Be able to have an answer if someone in the market ever asks you, "What are you doing here?"
They won't though. We don't ask those kinds of questions. We'd rather ask, "What are you buying?". That's the wrong question.
What is your time horizon in the market? Are you a long-term investor saving for retirement? Are you a day trader? Are you trying to make money this month or this quarter? The time where you plan to make your money and have your edge has to be defined before entering an investment. How long do you plan on holding this for? A year? A decade? 15 minutes?
We all know the guy who entered into a "trade" because of some moving average crossover (or whatever silly indicator of choice) and then when it went against him he's now listening to conference calls and ripping apart financial statements!
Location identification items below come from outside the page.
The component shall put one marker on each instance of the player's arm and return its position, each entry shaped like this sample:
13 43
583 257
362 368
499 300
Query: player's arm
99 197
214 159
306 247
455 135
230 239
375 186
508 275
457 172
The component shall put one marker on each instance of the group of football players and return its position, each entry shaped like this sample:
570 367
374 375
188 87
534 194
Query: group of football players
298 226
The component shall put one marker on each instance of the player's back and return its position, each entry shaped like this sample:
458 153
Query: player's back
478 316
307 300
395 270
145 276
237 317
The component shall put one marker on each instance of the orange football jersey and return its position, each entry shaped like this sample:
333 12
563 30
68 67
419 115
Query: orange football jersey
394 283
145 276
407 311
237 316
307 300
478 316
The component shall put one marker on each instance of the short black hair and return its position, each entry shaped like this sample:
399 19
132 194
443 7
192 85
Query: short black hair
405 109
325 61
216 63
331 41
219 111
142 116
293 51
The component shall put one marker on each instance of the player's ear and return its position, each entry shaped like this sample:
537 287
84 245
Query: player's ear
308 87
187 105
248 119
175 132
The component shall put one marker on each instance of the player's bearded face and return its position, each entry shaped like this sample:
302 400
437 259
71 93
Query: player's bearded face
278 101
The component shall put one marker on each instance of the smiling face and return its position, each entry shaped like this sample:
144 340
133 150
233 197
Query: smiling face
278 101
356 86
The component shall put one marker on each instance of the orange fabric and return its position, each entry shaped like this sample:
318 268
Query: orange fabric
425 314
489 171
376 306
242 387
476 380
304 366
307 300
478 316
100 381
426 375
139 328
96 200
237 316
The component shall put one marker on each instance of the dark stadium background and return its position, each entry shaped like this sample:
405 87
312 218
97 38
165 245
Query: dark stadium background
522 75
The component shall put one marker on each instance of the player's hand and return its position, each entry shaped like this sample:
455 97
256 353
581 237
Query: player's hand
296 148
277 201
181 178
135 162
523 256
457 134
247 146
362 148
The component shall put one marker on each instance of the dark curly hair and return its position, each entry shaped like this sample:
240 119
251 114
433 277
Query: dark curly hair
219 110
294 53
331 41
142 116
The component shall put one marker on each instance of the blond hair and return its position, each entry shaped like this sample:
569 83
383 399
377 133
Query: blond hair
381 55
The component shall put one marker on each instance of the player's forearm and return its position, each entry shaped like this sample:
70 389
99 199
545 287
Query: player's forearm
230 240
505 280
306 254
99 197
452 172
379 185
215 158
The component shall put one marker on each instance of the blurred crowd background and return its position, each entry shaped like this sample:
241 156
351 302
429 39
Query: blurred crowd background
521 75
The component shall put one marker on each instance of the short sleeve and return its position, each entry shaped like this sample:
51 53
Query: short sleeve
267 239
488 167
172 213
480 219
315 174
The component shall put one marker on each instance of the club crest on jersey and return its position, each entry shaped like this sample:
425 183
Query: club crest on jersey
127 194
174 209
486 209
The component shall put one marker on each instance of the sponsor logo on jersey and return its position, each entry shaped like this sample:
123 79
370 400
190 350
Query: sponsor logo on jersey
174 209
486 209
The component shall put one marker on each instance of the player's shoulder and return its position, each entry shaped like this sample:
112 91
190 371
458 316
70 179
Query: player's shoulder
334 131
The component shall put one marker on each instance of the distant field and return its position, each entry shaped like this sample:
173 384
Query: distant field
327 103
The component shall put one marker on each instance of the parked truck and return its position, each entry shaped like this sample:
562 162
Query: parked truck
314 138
Hell, most of us have been that guy or gal at some point. We won't learn this one until it happens to us. That's just part of the tuition we pay.
So how long are you trying to be in this investment. You have to answer that first and more importantly stick to it!
Finally, how much are you willing to lose? This is the most important of the three by far. In comparison, why you're here in the first place and what is your time frame don't even matter if you can't get this one right. You'll be gone soon anyway and the first two questions you answered won't have to get answered anymore. Risk management is the most important thing here.
There has to be a level between where you buy something, and zero, where you admit defeat and move on. There has to be a level. And that price needs to be defined prior to getting involved in the first place. How much money are you willing to lose in the "off chance" that you are not correct.
If you think you're going to be right on every trade, just pack your bags and go home now. You're missing the point of what we're doing. Think of it like a baseball player. If you lose 70% of the time as a batter you get inducted into the Baseball Hall of Fame. Just think about that. The greatest hitters of all time failed 70% of the time. They new that getting out was part of the game. Sometimes you pop up to left, other times you ground into a double play and sometimes you hit a grand slam. That's just the way baseball is played. The market is no different.
Imagine if you're playing for the Kansas City Royals and every time you strike out you kick and scream and yell and blame the president or the fed or ESPN and make a huge fuss over you swinging at a bad pitch? Could you imagine? That's what twitter is like on a Tuesday. You should check it out some time.
My point is, we can talk technical analysis vs fundamental analysis vs economics or even lunar cycles. None of it matters if these 3 questions above aren't answered. And the beauty is that all our answers are going to be different. And we can still get along and discuss with one another in a civilized way and be nice to people. This is crazy to some I know, but it's true. We all don't have to agree on everything all the time.
This is something that's really important. Why are you here? What is your time horizon? And how much are you willing to lose?
Get those 3 right and I think that puts you way ahead of everyone else.